George Lucas Educational Foundation
Social & Emotional Learning (SEL)

Camera Obscura: A Focus on Underprivileged Kids

Photography brings hidden children into the light.

March 23, 2005
Credit: Kids with Cameras

American photographer Zana Briski moved into a Calcutta brothel in 1997, planning to document the lives of prostitutes; instead, she helped their children capture their world on film. The women she met were uncomfortable with her foreign presence, but their kids wanted to know more about her and her camera. She offered to teach them photography, and the ensuing feature-length documentary, Born into Brothels, won several honors, including a 2004 Oscar and a 2004 Sundance Film Festival award. The movie will be released on DVD in September.

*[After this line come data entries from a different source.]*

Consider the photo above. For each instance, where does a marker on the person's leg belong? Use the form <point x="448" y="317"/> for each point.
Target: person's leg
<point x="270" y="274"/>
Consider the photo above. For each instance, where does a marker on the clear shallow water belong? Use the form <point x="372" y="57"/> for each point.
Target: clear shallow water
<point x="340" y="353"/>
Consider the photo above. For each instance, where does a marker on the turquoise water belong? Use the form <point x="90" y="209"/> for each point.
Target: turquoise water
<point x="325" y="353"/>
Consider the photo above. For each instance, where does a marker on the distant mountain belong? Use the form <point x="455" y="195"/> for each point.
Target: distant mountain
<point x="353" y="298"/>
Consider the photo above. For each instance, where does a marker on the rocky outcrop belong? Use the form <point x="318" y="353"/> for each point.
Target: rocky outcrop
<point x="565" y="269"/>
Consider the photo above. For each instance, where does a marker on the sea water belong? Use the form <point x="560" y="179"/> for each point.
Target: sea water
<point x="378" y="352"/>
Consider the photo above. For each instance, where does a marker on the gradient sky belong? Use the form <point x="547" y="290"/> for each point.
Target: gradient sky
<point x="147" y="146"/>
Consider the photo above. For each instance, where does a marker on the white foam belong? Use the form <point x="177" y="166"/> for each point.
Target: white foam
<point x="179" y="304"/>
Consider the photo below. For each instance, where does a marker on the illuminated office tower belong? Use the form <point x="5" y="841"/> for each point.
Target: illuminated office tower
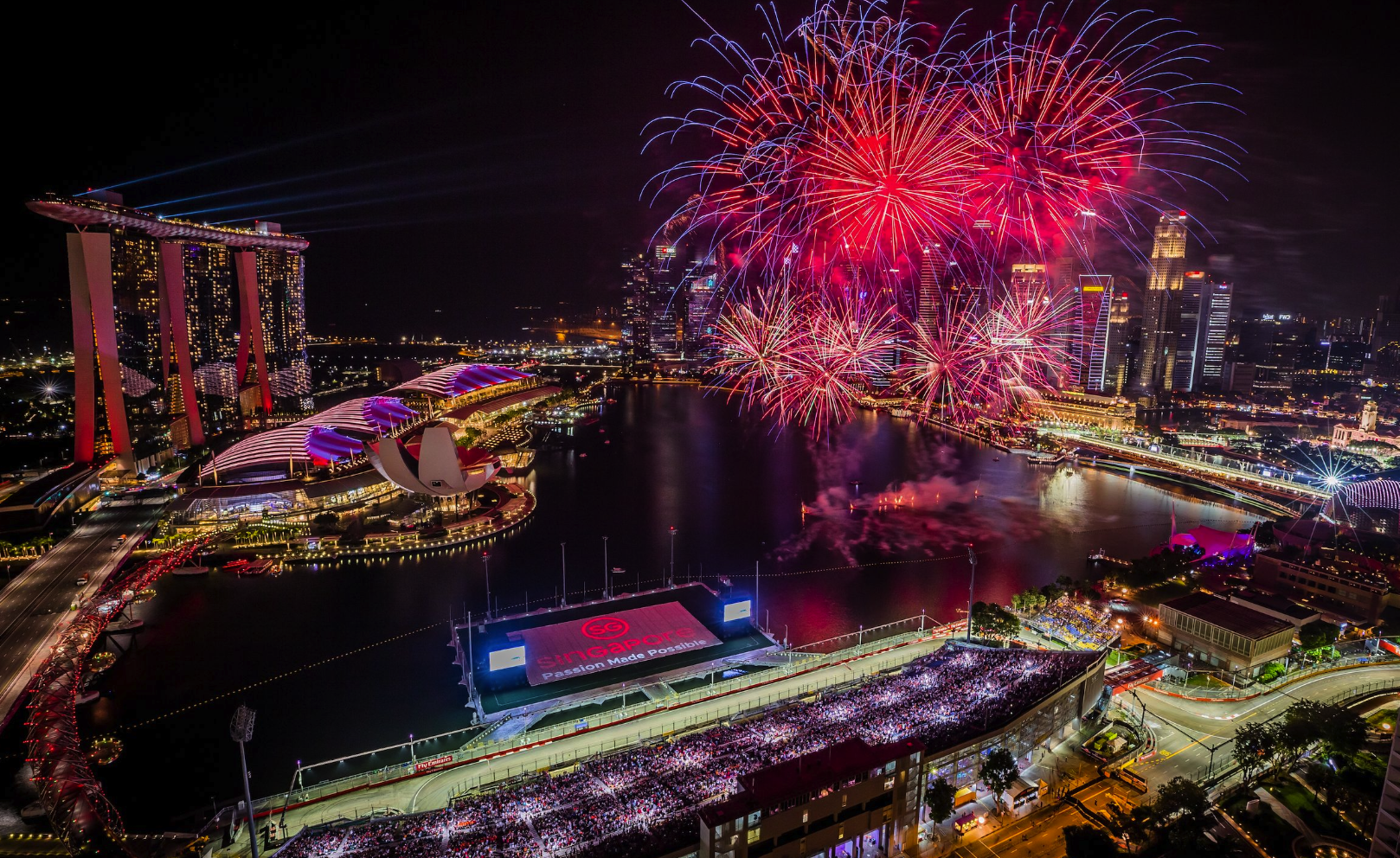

Rather than dwell on injustice, poverty, and squalor, the film reveals what can happen when poor, underprivileged kids are trained -- and recognized -- as artists. "When I have a camera in my hands I feel happy. I feel like I am learning something. I can be someone," says fourteen-year-old Suchitra, the oldest child interviewed in the film. Asked if she can imagine a way out of the brothel, she seems surprised by the question. Then she shakes her head no.

Considered the offspring of criminals, the youngsters are barred from the schools that could help them escape the red-light district. Indeed, brothel work is often passed from generation to generation. But the fate of their mothers (and grandmothers) seems far away as the film shows the kids sitting in a circle on the floor describing which photographs they like and why. An eleven-year-old boy notes how the outline of a figure seems to extend into the bordering paper and beyond. It's a sophisticated explanation of line that would seem more at place in a college lecture hall. The movie works because such images of enthusiasm and talent overshadow the difficult situations in which these children live. Briski makes this happen in real life as well. As she gets to know the kids, she abandons her own work to publicize theirs, and uses this publicity to persuade schools to take the risk of admitting these stigmatized children.

The accidental project inspired several deliberate ones, like a school in Calcutta specifically for children born into brothels. Briski also founded Kids with Cameras, an organization that matches award-winning photographers with youths in poverty-stricken communities. Similar projects are set to begin in Egypt, Israel, and Haiti next year.

Attempts to give children access to art education is not new. But for these kids, art makes education possible.

Monya Baker is a freelance writer and former science teacher.